Na hipótese benevolente, a nota pusilânime por meio da qual o governo de Lula da Silva reagiu ao ataque do Irã a Israel no fim de semana passado mostra que a política externa brasileira está entregue a rematados ineptos. Na hipótese mais realista, considerando o alinhamento entusiasmado do Brasil sob Lula ao movimento antiocidental liderado por tiranias diversas, entre as quais o Irã, trata-se de mais uma prova de má-fé da diplomacia lulopetista.
Como se sabe, o Irã atacou Israel diretamente pela primeira vez na história, disparando mais de 300 drones e mísseis. O ataque, frustrado pelo sistema de defesa de Israel e pelo apoio de forças americanas, francesas, britânicas e de alguns países árabes, inaugurou um imprevisível capítulo nos conflitos da região. Por esse motivo, vários governos imediatamente condenaram, sem meias palavras, a agressão iraniana, e é provável que o regime dos aiatolás sofra novas sanções.
Enquanto isso, o governo brasileiro achou que era o caso de dizer apenas que acompanhava “com grave preocupação” os “relatos de envio de drones e mísseis do Irã em direção a Israel”. Mesmo para os padrões lulopetistas, é incomum tanto cinismo condensado numa única frase.

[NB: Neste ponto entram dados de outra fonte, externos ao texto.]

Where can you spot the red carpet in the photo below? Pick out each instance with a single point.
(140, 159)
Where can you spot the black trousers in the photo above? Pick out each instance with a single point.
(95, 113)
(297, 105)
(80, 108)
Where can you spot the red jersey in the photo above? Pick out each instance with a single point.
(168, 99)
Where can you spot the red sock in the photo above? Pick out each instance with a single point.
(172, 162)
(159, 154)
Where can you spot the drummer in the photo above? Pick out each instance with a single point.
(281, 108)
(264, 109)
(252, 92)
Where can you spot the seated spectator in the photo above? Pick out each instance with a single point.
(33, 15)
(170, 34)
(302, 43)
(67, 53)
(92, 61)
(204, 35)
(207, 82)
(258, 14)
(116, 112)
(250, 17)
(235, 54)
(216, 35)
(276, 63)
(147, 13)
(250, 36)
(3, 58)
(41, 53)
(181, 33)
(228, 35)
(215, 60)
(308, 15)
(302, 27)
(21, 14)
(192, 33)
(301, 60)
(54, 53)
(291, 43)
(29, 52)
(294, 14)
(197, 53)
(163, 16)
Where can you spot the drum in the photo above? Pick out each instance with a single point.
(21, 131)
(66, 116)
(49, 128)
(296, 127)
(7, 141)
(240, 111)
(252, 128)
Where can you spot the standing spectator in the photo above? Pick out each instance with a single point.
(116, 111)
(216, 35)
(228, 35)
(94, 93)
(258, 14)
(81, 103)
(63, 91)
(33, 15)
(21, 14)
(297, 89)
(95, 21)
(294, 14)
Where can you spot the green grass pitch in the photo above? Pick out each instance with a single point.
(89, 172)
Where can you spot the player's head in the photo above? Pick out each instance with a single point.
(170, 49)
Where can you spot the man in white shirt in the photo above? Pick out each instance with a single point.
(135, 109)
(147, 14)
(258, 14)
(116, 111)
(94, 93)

Primeiro, tratou uma informação concreta como “relato”. Depois, chamou o ataque de “envio”, como se fossem cartas e encomendas por correio, e não mísseis disparados contra outro país. Por fim, nenhuma palavra de condenação ao agressor, o Irã – ao contrário, a nota brasileira conseguiu a proeza sugerir que foi a ação de Israel em Gaza que causou o “alastramento das hostilidades à Cisjordânia e a outros países, como Líbano, Síria, Iêmen e, agora, Irã”. É como se, pasme o leitor, todos esses países e territórios fossem vítimas – menos Israel, claro.

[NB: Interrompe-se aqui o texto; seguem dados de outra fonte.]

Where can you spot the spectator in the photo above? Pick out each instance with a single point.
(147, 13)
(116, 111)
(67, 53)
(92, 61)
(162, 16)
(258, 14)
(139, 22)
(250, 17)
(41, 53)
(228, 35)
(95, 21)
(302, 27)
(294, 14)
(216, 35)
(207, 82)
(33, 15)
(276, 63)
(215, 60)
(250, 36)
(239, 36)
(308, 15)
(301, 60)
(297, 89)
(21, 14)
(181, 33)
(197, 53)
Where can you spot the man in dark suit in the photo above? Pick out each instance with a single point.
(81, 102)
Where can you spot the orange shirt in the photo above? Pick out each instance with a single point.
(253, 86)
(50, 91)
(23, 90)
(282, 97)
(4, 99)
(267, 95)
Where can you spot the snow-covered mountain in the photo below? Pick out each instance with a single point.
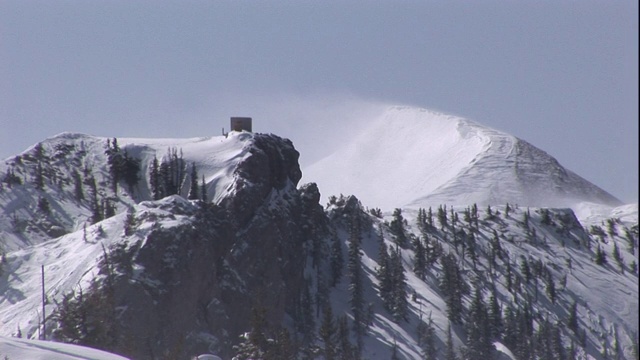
(411, 157)
(134, 267)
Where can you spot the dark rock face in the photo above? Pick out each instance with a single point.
(200, 280)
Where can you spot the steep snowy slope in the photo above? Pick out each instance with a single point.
(416, 157)
(17, 349)
(21, 222)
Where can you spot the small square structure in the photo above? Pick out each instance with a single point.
(240, 124)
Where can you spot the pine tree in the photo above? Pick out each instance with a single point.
(355, 279)
(572, 320)
(345, 349)
(203, 190)
(336, 260)
(452, 285)
(44, 207)
(38, 179)
(601, 256)
(426, 339)
(154, 180)
(495, 315)
(420, 259)
(442, 216)
(384, 275)
(328, 332)
(551, 289)
(617, 256)
(394, 351)
(399, 290)
(193, 190)
(77, 188)
(130, 223)
(611, 228)
(479, 344)
(450, 353)
(397, 228)
(430, 218)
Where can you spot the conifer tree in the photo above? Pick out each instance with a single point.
(77, 182)
(452, 286)
(399, 290)
(479, 344)
(130, 222)
(328, 331)
(203, 190)
(336, 260)
(495, 315)
(442, 216)
(617, 256)
(345, 350)
(426, 339)
(601, 256)
(572, 320)
(430, 218)
(44, 207)
(450, 353)
(420, 259)
(397, 228)
(38, 179)
(154, 180)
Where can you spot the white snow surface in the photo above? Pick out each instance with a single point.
(411, 157)
(216, 158)
(21, 349)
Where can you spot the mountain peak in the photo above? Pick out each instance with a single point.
(417, 158)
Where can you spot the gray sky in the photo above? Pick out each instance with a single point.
(562, 75)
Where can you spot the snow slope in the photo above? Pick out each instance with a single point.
(410, 157)
(70, 263)
(216, 157)
(20, 349)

No dia seguinte, ao tentar se justificar, o chanceler Mauro Vieira ofendeu a inteligência alheia sugerindo que a nota havia sido produzida quando “não tínhamos claro a extensão ou o alcance das medidas”. Ora, no momento em que o Brasil se manifestava, as chancelarias do mundo inteiro já conheciam perfeitamente bem a extensão e a gravidade do ataque – inclusive o fato de que, não fossem a eficiência israelense e a ajuda de aliados e de países árabes, um sem-número de civis teria sido atingido. Ou seja, o Irã fez exatamente o que o governo Lula acusa tão furiosamente Israel de fazer, a ponto de comparações hiperbólicas com o nazismo: um ataque desproporcional e indiscriminado que poderia dizimar milhares de civis e precipitar a região no caos. Mas isso não mereceu reparos por parte do Itamaraty do sr. Vieira.

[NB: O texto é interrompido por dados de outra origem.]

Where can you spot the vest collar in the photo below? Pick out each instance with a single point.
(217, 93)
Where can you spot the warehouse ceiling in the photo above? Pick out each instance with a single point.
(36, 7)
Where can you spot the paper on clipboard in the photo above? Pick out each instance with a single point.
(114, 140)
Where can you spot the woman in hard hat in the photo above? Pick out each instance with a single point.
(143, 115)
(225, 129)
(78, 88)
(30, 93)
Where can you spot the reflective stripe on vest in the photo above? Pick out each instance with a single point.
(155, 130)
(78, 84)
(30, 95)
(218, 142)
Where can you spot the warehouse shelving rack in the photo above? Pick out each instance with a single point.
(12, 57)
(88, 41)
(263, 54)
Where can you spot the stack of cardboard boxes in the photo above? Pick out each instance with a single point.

Quando oito oficiais da Guarda Revolucionária do Irã foram mortos provavelmente por Israel num ataque a um anexo consular na Síria, o Itamaraty foi rápido em condenar as mortes de “funcionários diplomáticos”. Como se sabe, os mortos eram integrantes da guarda pretoriana dos aiatolás responsáveis por coordenar as milícias de Teerã que praticam terrorismo mundo afora e oprimem populações do Oriente Médio, incluindo os palestinos de Gaza. Nem sequer a solidariedade com o povo iraniano é sincera. Se fosse, o Brasil não teria se abstido de votar na ONU pela continuação das investigações de violações dos direitos de mulheres, crianças e minorias pela teocracia xiita.
É constrangedor ver um diplomata de carreira com as credenciais de Vieira sujeitar-se a dar lustro ao tratamento privilegiado que o presidente Lula confere a ditaduras companheiras. Como se sabe, o Itamaraty do sr. Vieira, fiel à doutrina do chanceler de facto Celso Amorim, tem dificuldades de condenar o Hamas como terrorista, a agressão criminosa da Rússia contra a Ucrânia e a truculência chavista contra os venezuelanos.
Quando a torpeza moral se infiltra até a raiz dos cabelos, mesmo arremedos de platitudes humanitárias são vis. Vieira disse que “o Brasil condena sempre qualquer ato de violência” – desde que não parta dos companheiros do tal “Sul Global”.